Protecto a vendu plus de 1 000 housses anti-gel pour les compteurs d’eau l’an dernier
Avec cette nouvelle aventure, Protecto s’apprête à changer de dimension avec une promesse de chiffre d’affaires très importante. Cependant, il ne délaisse pas ses premières amours : la fameuse housse anti-gel pour compteurs d’eau qui lui a déjà valu des prix au concours Lépine et au CES de Las Vegas. Cela fait maintenant deux ans que la société commercialise son produit et elle commence à voir décoller les ventes. « Sur le dernier exercice, nous avons vendu environ 1 200 housses », indique Mourad Amara. Ce qui porte son chiffre d’affaires à près de 100 000 euros. Mais juste avant le confinement, Protecto a signé avec plusieurs enseignes de bricolages (Union Matériaux, la quincaillerie aixoise) pour distribuer ses housses dans leurs magasins. Un partenariat qui devrait booster ses ventes.
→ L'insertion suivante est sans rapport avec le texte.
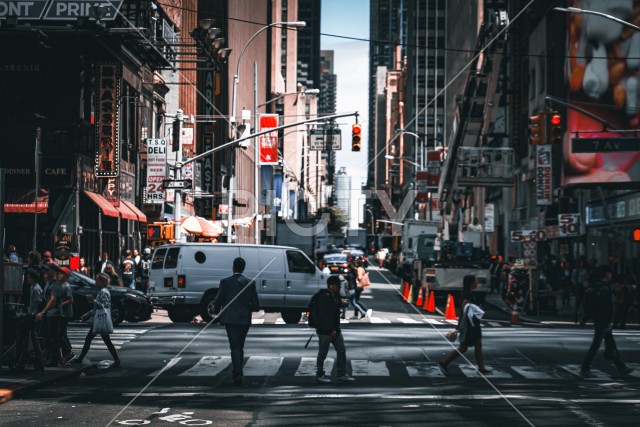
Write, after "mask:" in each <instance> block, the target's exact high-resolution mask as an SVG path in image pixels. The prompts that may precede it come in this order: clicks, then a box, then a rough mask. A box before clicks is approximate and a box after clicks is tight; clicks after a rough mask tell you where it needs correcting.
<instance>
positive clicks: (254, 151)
mask: <svg viewBox="0 0 640 427" xmlns="http://www.w3.org/2000/svg"><path fill="white" fill-rule="evenodd" d="M276 25H283V26H289V27H296V28H300V27H304V26H306V25H307V24H306V22H304V21H290V22H288V21H285V22H274V23H271V24H269V25H265V26H264V27H262V28H260V29H259V30H258V31H256V32H255V34H254V35H253V36H251V38H249V40H247V42H246V43H245V45H244V47H243V48H242V51H241V52H240V55H239V56H238V62H237V64H236V73H235V74H234V76H233V95H232V101H231V114H230V117H229V121H230V122H231V124H232V127H233V138H234V139H235V138H236V129H237V125H236V108H237V97H238V83H240V61H241V60H242V56H243V55H244V52H245V51H246V50H247V47H249V44H251V42H252V41H253V40H254V39H255V38H256V37H257V36H258V35H259V34H260V33H261V32H263V31H264V30H266V29H268V28H271V27H273V26H276ZM257 68H258V65H257V64H254V70H255V73H256V74H257ZM254 86H257V85H254ZM256 98H257V87H254V104H257V100H256ZM256 110H257V108H256ZM255 112H256V111H255V110H254V113H255ZM254 115H255V114H254ZM254 120H255V117H254ZM256 141H257V139H254V144H253V166H254V168H253V174H254V177H253V187H254V188H253V193H254V195H253V197H254V198H253V202H254V204H255V207H254V209H255V211H256V217H255V219H254V234H255V236H254V237H255V243H259V239H260V235H259V230H258V202H259V199H258V185H259V184H258V174H259V172H260V170H259V169H258V163H259V162H258V160H259V158H258V156H259V155H260V153H259V151H258V144H257V143H256ZM232 215H233V178H232V179H231V180H230V181H229V214H228V215H227V219H228V221H227V239H228V241H230V240H231V217H232Z"/></svg>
Il continue aussi de travailler sur sa housse connectée, « un produit technologique très évolué qui permet de repérer les éventuelles fuites et économiser ainsi beaucoup d’eau », détaille le patron. Cette fois, il s’adresse surtout aux collectivités. Les premiers contrats étaient sur le point de se conclure au mois de mars « mais le Covid-19 a tout arrêté. Ce n’est cependant qu’un retard, on devrait bientôt signer », assure Mourad Amara.